Long-term monitoring reveals unprecedented stability of a vent mussel assemblage on the Mid-Atlantic Ridge
|Author(s)||Van Audenhaege Loic1, Matabos Marjolaine1, Brind'Amour Anik2, Drugmand Jonathan1, 3, Laes Agathe4, Sarradin Pierre-Marie1, Sarrazin Jozee1|
|Affiliation(s)||1 : Univ Brest, CNRS, Ifremer, UMR6197 BEEP, F-29280 Plouzané, France
2 : DECOD (Ecosystem Dynamics and Sustainability), IFREMER, INRAE, Institut Agro, Nantes, France
3 : Université catholique de Louvain, Ecole de biologie, B-1348 Louvain-la-Neuve, Belgique
4 : Ifremer, REM/RDT/LDCM, F-29280 Plouzané, France
|Source||Progress In Oceanography (0079-6611) (Elsevier BV), 2022-06 , Vol. 204 , P. 102791 (23p.)|
|WOS© Times Cited||4|
|Keyword(s)||Hydrothermal ecology, Deep-sea observatory, Underwater imagery, Bathymodiolus azoricus, Species behaviour, Habitat dynamics, Multidisciplinary research, Assemblage dynamics, Microbial mat, Biotic interaction, Long -term monitoring|
Understanding scales and drivers of ecological variability is essential to a full understanding of ecosystem functioning. At remote deep-sea hydrothermal vents, infra-annual dynamics remain poorly described. This study aims to characterise the factors that drive the dynamics of a vent faunal assemblage dominated by Bathymodiolus azoricus mussels from infra-daily to monthly time steps. We analysed a 7-year time series of images and environmental data collected at 1695 m depth at the base of the active Eiffel Tower edifice in the Lucky Strike vent field (Mid-Atlantic Ridge). Using images acquired by the TEMPO ecological module connected to the EMSO-Azores observatory, we assessed the dynamics of key species inhabiting the faunal assemblage in relation to changes in environmental conditions monitored daily.

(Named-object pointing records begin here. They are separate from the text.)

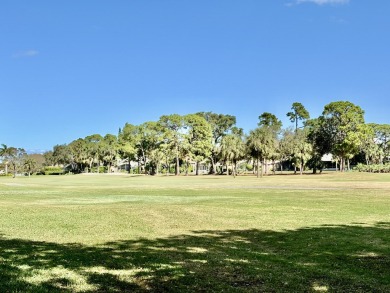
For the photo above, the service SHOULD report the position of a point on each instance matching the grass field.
(283, 233)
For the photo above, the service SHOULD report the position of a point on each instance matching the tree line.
(175, 143)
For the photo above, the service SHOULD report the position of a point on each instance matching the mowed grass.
(283, 233)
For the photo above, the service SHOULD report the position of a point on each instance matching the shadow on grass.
(328, 258)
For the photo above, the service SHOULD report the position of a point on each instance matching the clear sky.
(69, 69)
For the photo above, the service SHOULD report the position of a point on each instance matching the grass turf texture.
(284, 233)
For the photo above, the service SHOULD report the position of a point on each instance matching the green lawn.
(283, 233)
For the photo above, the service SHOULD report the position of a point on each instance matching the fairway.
(123, 233)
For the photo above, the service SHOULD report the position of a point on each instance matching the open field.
(284, 233)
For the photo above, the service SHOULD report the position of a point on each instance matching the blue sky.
(69, 69)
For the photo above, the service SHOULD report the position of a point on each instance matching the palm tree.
(299, 113)
(233, 150)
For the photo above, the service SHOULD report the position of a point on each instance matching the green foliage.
(343, 123)
(195, 234)
(375, 168)
(299, 113)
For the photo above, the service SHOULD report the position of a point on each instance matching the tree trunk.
(342, 164)
(262, 168)
(301, 168)
(177, 168)
(213, 167)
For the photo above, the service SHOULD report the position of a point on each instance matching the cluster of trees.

Our results show that habitat conditions were generally stable over the 7-year period, with small-scale variability related to tidal periodicity and local temperature anomalies. Likewise, the mussel and zoanthid assemblages exhibited remarkable stability. Changes in fluid exposure and substratum instability induced decimetre-scale movements of the mussel assemblage. Microbial mats displayed infra-annual changes characterised by aperiodic growth and decline. Their development patterns could not be entirely attributed to environmental conditions, because other factors, including biotic interactions, appeared to be involved. The crab population preferentially occupied the mussel habitat, but no predation was observed. Scales of variation and driving factors were compared with those governing intertidal zones. The outcomes question the assumption that vent fauna experience extreme and highly variable conditions. On the MAR, mussel assemblages appear to experience relatively stable and mild environmental conditions compared with their coastal counterparts.